KARAKTERISTIK FISIK DAN VISUAL EDIBLE FILM BERBASIS PATI SAGU SEBAGAI BAHAN BUNGKUS RAMAH LINGKUNGAN UNTUK BUMBU MIE INSTAN
Physical and Visual Characteristics of Sagi Starch-based Edible film as an Environmentally Friendly Packaging Material for Instant Noodles Seasoning
Kata Kunci:
biodegradable packaging, carboxymethyl cellulose (CMC), film thickness and color, intermolecular interactions, and surface morphologyAbstrak
ABSTRACT
The escalating issue of plastic waste from the instant food industry has led to an increased demand for environmentally friendly food packaging. Edible films, derived from natural, biodegradable, and safe-to-consume materials, present a potential solution. Sago starch (Metroxylon sagu Rottb.), a local starch source abundant in amylose and amylopectin, facilitates the formation of films with favorable physical characteristics. This study aims to characterize the physical and visual properties of sago starch-based edible films when applied as a wrapping material for instant noodle seasoning. Sago starch was dissolved in water, heated until gelatinization, and dried at 50°C to produce edible films. Treatments involved adding carboxymethyl cellulose (CMC) at concentrations of 0% and 15%. Film thickness, color (L*, a*, b*), and surface morphology (evaluated using an optical microscope) were the parameters assessed. Results indicated that CMC addition increased film thickness from 0.12 mm to 0.25 mm.

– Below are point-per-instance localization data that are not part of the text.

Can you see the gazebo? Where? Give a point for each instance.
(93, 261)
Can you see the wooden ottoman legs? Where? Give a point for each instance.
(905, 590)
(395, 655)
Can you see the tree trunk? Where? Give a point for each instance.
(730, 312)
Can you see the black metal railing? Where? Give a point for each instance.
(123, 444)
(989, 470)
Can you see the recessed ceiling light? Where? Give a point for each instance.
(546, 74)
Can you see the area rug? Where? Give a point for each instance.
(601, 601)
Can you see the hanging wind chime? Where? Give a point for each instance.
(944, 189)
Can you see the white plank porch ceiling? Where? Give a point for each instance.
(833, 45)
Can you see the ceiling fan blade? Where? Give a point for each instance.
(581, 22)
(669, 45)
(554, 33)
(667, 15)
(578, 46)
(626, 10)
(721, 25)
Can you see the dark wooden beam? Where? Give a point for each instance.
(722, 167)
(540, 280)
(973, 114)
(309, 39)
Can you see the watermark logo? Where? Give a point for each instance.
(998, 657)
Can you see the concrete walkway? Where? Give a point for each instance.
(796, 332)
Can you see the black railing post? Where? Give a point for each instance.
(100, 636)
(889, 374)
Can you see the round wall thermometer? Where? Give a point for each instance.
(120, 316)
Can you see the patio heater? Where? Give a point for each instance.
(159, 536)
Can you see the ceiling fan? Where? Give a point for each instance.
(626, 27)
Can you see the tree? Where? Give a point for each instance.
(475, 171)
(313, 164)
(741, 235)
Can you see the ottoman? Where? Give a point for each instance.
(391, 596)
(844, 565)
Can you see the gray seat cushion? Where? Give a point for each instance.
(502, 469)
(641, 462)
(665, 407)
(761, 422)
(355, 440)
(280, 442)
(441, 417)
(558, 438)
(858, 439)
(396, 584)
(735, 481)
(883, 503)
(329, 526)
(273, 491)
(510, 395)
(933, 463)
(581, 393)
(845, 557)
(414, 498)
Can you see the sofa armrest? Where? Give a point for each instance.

The L* value slightly decreased, while a* and b* values increased, suggesting a shift toward a yellowish hue. Microscopic observation revealed that the 0% CMC film exhibited an uneven surface with visible granule boundaries, whereas the 15% CMC film displayed a smoother, denser, and more homogeneous structure. The addition of CMC enhanced intermolecular interactions through hydrogen bonding, improving matrix density and uniformity. Overall, sago starch edible film with CMC shows strong potential as a biodegradable and eco-friendly packaging material for instant seasoning products.